L’intimé peut parfois s’estimer sauvé, parce que ni le juge ni le confrère, celui-ci peut-être par « gentillesse », n’ont vu qu’il avait fauté.

Et on imagine alors cet intimé, qui sable le champagne ??, ayant vu accueilli son appel incident dont il savait qu’il avait été formé hors du délai 909.

Mais cette joie ? peut être de courte durée, le « court » correspondant au délai que l’affaire aura mis pour qu’un arrêt de cassation soit rendu. Et là, la déception peut être profonde… ?

Cet arrêt ne sera pas publié car ce qu’il dit, la Cour de cassation nous l’a déjà dit.

Mais je crains que cela soit un peu oublié (Cass. 2e civ., 30 sept. 2021, n° 18-24.061) :

« 6. Après avis donné aux parties conformément à l’article 1015 du code de procédure civile, il est fait application de l’article 620, alinéa 2, du même code.
Vu les articles 125 et 909 du code de procédure civile, ce dernier dans sa rédaction antérieure au décret n° 2017-891 du 6 mai 2017 :
7. Selon le premier de ces textes, les juges doivent relever d’office les fins de non-recevoir d’ordre public lorsqu’elles résultent de l’absence d’ouverture d’une voie de recours.
8. Il résulte du second de ces textes que l’intimé dispose, à peine d’irrecevabilité relevée d’office, d’un délai de deux mois à compter de la notification des conclusions de l’appelant prévues à l’article 908 du code de procédure civile pour conclure et former appel incident.
9. Après avoir énoncé que la cour d’appel était saisie de conclusions de la société Socodip tendant à voir réformer le jugement, ce qui constitue un appel incident, l’arrêt statue sur les chefs de dispositif du jugement dont la société a sollicité la réformation.
10. En statuant ainsi, alors qu’il lui appartenait de rechercher si l’appel incident avait été formé dans le délai prescrit par l’article 909 du code de procédure civile et, à défaut, de relever d’office l’irrecevabilité de l’appel incident tardif, la cour d’appel a violé les textes susvisés.
»

Et oui ! Et c’est un des points que la Cour de cassation rappelle depuis quelques temps : un appel incident est un appel, et un appel est une voie de recours.

En conséquence, s’agissant de l’ouverture d’une voie de recours, le juge n’a pas la simple faculté de relever d’office un appel incident tardif. Il en a l’obligation !

Et s’il ne l’a pas fait, c’est un moyen qui pourra être soumis à la Cour de cassation dans le cadre d’un pourvoi.

En l’espèce, personne n’avait rien vu, et notre intimé avait obtenu satisfaction sur son appel incident pourtant tardif.

Et ça ne passe pas.

Vous aurez relevé au passage - ou pas - que la Cour de cassation souligne qu’il s’agit bien d’un appel incident puisque l’intimé demande la réformation.

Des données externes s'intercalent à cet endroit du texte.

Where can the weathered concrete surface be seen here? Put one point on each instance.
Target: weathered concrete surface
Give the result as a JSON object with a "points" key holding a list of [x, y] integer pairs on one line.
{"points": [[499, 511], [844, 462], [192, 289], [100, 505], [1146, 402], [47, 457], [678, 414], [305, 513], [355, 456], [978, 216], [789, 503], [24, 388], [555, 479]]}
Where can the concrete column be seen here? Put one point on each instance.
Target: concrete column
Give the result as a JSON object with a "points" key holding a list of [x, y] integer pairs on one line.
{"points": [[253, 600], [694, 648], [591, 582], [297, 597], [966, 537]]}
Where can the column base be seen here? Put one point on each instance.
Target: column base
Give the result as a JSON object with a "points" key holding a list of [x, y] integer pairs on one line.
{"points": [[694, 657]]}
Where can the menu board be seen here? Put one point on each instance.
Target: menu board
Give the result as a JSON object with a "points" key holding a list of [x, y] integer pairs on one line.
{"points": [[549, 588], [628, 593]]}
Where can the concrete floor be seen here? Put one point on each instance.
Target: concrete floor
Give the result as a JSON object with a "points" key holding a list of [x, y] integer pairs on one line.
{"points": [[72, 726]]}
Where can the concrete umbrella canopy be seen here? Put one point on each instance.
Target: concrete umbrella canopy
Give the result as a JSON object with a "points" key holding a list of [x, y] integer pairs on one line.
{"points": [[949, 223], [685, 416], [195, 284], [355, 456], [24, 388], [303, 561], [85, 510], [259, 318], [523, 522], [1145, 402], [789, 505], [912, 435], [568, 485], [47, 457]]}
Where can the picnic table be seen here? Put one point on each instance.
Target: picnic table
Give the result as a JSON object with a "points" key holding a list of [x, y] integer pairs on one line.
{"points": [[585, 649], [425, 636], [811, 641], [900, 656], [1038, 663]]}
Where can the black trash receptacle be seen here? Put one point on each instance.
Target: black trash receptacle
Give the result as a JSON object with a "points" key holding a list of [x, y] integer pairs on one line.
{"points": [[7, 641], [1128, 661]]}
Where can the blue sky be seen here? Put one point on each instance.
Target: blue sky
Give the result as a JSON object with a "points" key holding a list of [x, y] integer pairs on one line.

Mais attentions aux conclusions hâtives !

Si tout ce qui tend à la réformation, par un intimé, est un appel incident, tout appel incident ne tend pas nécessairement pourtant à la réformation… ? Si vous n’avez bien compris, relisez plusieurs fois…

Il faut se méfier des interprétations a contrario, avec lesquelles on peut parfois faire dire des choses inexactes. Ce serait le cas ici.